Eine zwischen dem 7. und 18. Juni – den ersten zwei Wochen nach regulärem Impfstart in den Unternehmen – durchgeführte repräsentative Betriebsbefragung des Instituts für Arbeitsmarkt- und Berufsforschung (IAB) könnte die großen Erwartungen dämpfen – befragt wurden rund 2000 privatwirtschaftliche Firmen.
Denn allein von den Firmen, die angaben, über einen Betriebsarzt zu verfügen, bestätigten nur 28 Prozent, ihren Beschäftigten Impfungen gegen COVID-19 anzubieten – 12 Prozent planten, dies zu tun. 38 Prozent der Betriebe hätten hingegen keine Pläne, ihren Beschäftigten ein Impfangebot zu machen. Weitere 22 Prozent hielten Impfungen durch Betriebsärztinnen und -ärzte für unnötig, da ihre Beschäftigten bereits anderweitig ein Impfangebot bekommen hätten.
Jeder zweite größere Betrieb bietet Impfaktion an
Laut IAB bieten vor allem größere Betriebe mit mehr als 250 Beschäftigten Impfungen durch Betriebsärztinnen und -ärzte an. Von ihnen machten aktuell 56 Prozent den Beschäftigten ein Impfangebot. Weitere 19 Prozent gaben an, ein entsprechendes Angebot zu planen. Demgegenüber bieten nur 28 Prozent der Kleinstbetriebe mit bis zu neun Beschäftigten und 22 Prozent der Betriebe mit zehn bis 49 Beschäftigten Impfungen gegen Corona an.
„Die geringere Verbreitung bei kleineren Betrieben hängt auch damit zusammen, dass diese Betriebe oft keine festen Betriebsärztinnen oder -ärzte haben und mitunter nur eingeschränkt auf externe betriebsärztliche Leistungen zurückgreifen können“, heißt es dazu von Seiten des IAB.
Ein weiterer Hemmschuh könnten gerade für Kleinstbetriebe die Impfkosten sein. Denn der Verband der Deutschen Betriebs- und Werksärzte (VDBW) empfiehlt gerade den selbstständigen Kollegen, mit den Unternehmen eine Impfvereinbarung auf Stundenhonorarbasis abzuschließen, die dann die arztseitige Impforganisation inkludiert. Dafür könnten 130 Euro Stundenhonorar als Richtschnur gelten – Geld, das sich mancher Firmenchef sicher sparen will.
Gesundheitsberufler frühzeitig anderweitig geimpft
Schaut man auf die verschiedenen Branchen, zeigen sich hingegen kaum Unterschiede beim Impfangebot von Betrieben. Eine Ausnahme bildet das Bildungs-, Gesundheits- und Sozialwesen. Hier gaben 46 Prozent der Betriebe an, dass ihre Beschäftigten bereits anderweitig ein Impfangebot erhalten hätten.

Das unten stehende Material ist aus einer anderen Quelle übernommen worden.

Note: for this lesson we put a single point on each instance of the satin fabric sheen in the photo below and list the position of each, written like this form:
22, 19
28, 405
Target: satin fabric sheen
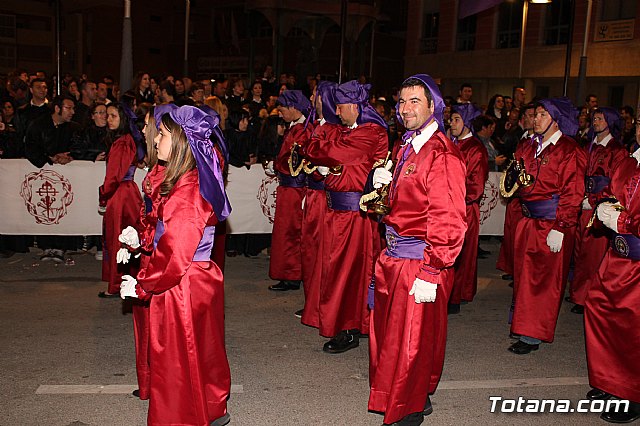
612, 308
407, 340
122, 200
286, 254
465, 281
190, 378
540, 275
350, 238
591, 243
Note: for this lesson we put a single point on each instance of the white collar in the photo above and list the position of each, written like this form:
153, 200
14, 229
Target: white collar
424, 136
604, 141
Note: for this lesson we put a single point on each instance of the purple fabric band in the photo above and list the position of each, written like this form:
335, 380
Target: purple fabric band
545, 209
595, 184
130, 173
315, 184
626, 245
346, 201
404, 247
299, 181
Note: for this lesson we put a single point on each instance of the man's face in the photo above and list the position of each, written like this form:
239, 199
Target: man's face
457, 125
599, 123
414, 108
542, 121
39, 91
348, 113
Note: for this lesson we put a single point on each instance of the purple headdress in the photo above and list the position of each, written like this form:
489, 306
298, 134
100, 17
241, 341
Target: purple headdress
353, 92
198, 126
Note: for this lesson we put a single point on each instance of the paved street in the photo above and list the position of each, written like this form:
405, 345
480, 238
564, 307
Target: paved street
68, 358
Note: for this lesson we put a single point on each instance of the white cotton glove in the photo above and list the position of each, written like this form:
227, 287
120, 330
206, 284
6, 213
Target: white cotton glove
323, 170
128, 287
129, 236
608, 215
382, 175
554, 240
423, 291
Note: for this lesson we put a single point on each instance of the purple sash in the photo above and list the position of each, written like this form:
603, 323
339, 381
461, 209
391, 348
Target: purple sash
292, 182
626, 245
595, 184
346, 201
203, 252
315, 184
404, 247
130, 173
545, 209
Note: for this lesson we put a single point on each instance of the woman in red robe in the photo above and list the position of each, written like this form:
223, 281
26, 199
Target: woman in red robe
190, 378
119, 197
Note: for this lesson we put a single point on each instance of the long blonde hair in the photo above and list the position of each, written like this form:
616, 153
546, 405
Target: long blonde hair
180, 159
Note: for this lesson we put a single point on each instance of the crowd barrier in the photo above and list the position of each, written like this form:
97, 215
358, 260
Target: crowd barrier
63, 200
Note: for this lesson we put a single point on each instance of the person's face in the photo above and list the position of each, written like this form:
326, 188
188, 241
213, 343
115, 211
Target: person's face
348, 113
163, 142
541, 121
99, 116
466, 93
39, 90
599, 123
457, 125
67, 110
113, 118
414, 108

Dementsprechend gaben sie mit 14 Prozent vergleichsweise selten an, ein betriebliches Impfangebot an ihre Beschäftigten zu machen. „Diese Zahlen sind wenig überraschend, da viele Beschäftigte in dieser Branche in der Impfreihenfolge weit oben standen“, so IAB-Vizedirektor Ulrich Walwei.
Corona-Impfung
Chronik der Entwicklung und Ereignisse
Am schwierigsten dürfte es sich für Angehörige des Gast- und Baugewerbes sein, betriebsärztlicherseits gegen SARS-CoV-2 immunisiert zu werden. Denn im Gastgewerbe gaben 64 der befragten Branchenbetriebe an, ein Impfangebot sei nicht geplant. Lediglich ein Unternehmen habe hier angegeben, seine Belegschaft habe anderweitig eine Impfgelegenheit gehabt.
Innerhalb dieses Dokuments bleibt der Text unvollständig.